Even if your business is not closely aligned to addressing climate change, thinking green across all business functions is a must today. We do need to adapt to climate change, there are no two ways about it. The time for talking, or even worse, for pretending, is over. The right talent will care for the environment and see right through any shallow promises.
• Choose your supply chain carefully.
Globalization has brought with it many benefits; however, convoluted, opaque supply chains have had widespread side effects in the form of environmental and human rights abuses. It’s time to think of your supply chain as an extension of your business and choose your suppliers wisely. Anything that you would not want to happen within your organization should not happen within a partner organization. Out of sight cannot mean out of mind. Building a sustainable supply chain is time consuming, but that’s nothing compared to retrofitting it later down the line. Just ask any large enterprise scrambling to reach NetZero and meet ESG goals.

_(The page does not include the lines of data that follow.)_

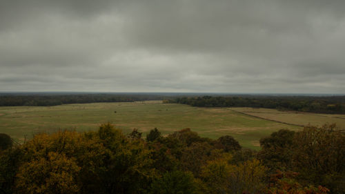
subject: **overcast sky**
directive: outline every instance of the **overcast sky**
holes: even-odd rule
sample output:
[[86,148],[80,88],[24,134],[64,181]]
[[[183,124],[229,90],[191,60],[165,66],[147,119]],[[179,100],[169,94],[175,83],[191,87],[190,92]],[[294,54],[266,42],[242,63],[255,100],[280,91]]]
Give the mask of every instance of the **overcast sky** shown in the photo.
[[0,0],[0,92],[345,93],[345,1]]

• Diversify your workforce.
We are going through an important period of adjusting cultural wrongs, and it’s important to not slip into the habits of old and recruit from a narrow talent pool. A diverse workforce is not just about looks, but talent from varied backgrounds brings a wealth of different knowledge and experiences to the table, which will lead to better outcomes and a more equal world. Caroline Criado Perez’s Invisible Women: Data Bias in a World Designed for Men provided shocking insights into just how damaging a homogenous talent pool has been in the history of the industrialized world.
• Give back to the community wherever you are.
Communities around the world have been positively and negatively affected by the proliferation of global tech giants. The downside has been the concentration of vast wealth between very few people, while economies and communities on the ground have seen very little trickle-down effect. While you might not have the lofty ambitions of running a business worth $100 billion, building a strong link to the local communities you operate in is very important. That starts from the basics, such as making sure you pay local taxes, volunteering for local causes and employing local people.
• Think big!
ESG has been big news in corporate, investor and governance circles over the last few years, and its importance is ever-growing. With regulations around ESG reporting tightening in many regions, building your business according to these principles is now becoming a must rather than a nice to have.
We are at the start of a complete reimagining of how business should work for society, the environment and the world as a whole. It is not an easy journey, but by building a solid foundation for a sustainable business, you can ensure you attract the best people to have by your side on the way to the top.